The airline has been struggling financially, and failure of the government to disburse the promised $138 million (2 billion-rand) for its operation compounded its situation. This led to the cancellation of Cape Town, Durban and Munich flight from Johannesburg.
The decision to cancel the affected routes is part of South African Airways ways of managing its finances until it receives the new capital injection. The airline is trying to “conserve cash and optimize the airline’s position ahead of any further capital investment,” it said in a Bloomberg report.
South African Airways selling off aircraft: Part of the measures being adopted by the company include selling off its aircraft. Although the airline reportedly made the decision in order to accommodate the new Airbus A350-900s, mismanagement and corruption allegations are the causes of its predicament.

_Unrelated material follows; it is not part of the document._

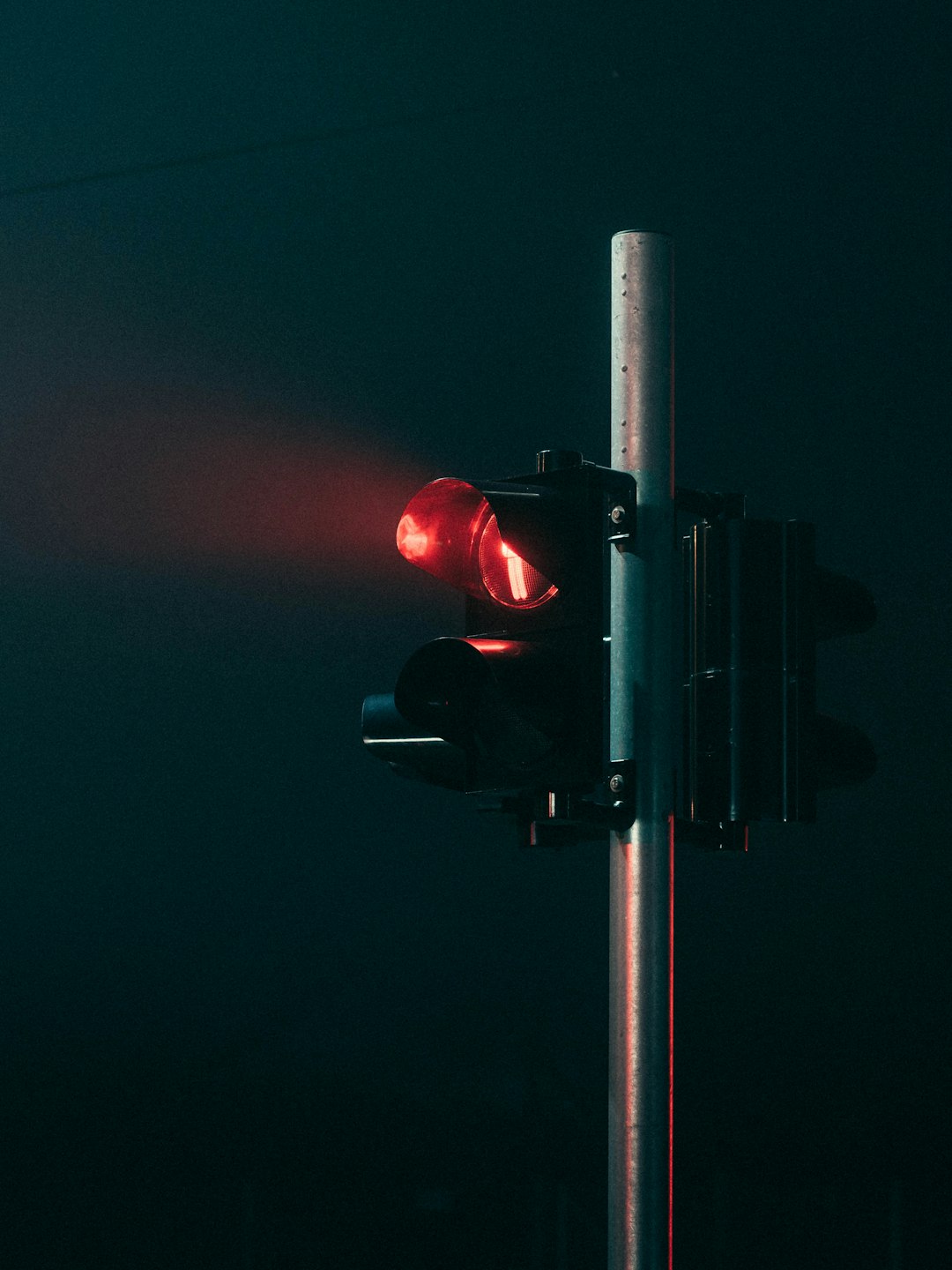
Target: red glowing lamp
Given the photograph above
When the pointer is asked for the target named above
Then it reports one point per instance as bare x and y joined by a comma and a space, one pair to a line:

Speaking on the planned sale, the Acting Chief Executive Officer of the airline, Zuks Ramasia, said, “The decision to sell the aircraft has nothing to do with the business rescue process. For some time we had planned to replace our four-engine aircraft with the two-engine ones.”
However, the number of aircraft being sold raises concern as the company already put up nine wide-body aircraft, five Airbus A340-300s and four Airbus A340-600s as well as 15 spare engines for sale.
According to a report, the new A350s will start operating on SAA’s international route network in a couple of days.
Route with poor revenue return: While the airline has disclosed the route it would exclude from its flights, a conclusion has been drawn from the report by former CEO, Vuyani Jarana. He had disclosed some routes that were affecting revenue generation in his report. It was made known that routes outside South Africa were mostly affected.
It was learnt that in the history of South African Airways, just half of the flight revenue was generated from nine destinations outside African routes. According to the report, flights to Hong Kong, Munich, Frankfurt and Ethiopia were some of the low revenue routes; the Hong Kong flights were suspended in November due to protests.
Out of the 21 African routes, Ethiopia was the only African destination that proved tough to crack, and it was understood because Ethiopia also has a state-run airline which is the biggest in Africa. Also, local routes like Port Elizabeth recorded loss.
Money making routes for SSA: Nigeria and Washington D.C are some of the flight destinations that have been profitable to South African Airways. Nigeria, Zimbabwe, Zambia and Mozambique generate about 30% of South African Airways flight revenue. Domestic routes like Durban, Cape Town and East London were also reported profitable, contributing 17% to the company’s revenue.
The South African Airways’ business rescue practitioners, Les Matuson and Siviwe Dongwana are expected to present a turnaround plan to creditors by February 28, 2020. Exclusion of unprofitable routes is expected to be part of their rescue plan as well as the restructuring of the airline’s operations.
Note that in order to keep its revenue high, South African Airways leased fuel-efficient Airbus A350-900 planes to use on some long-haul routes in a bid to reduce international losses.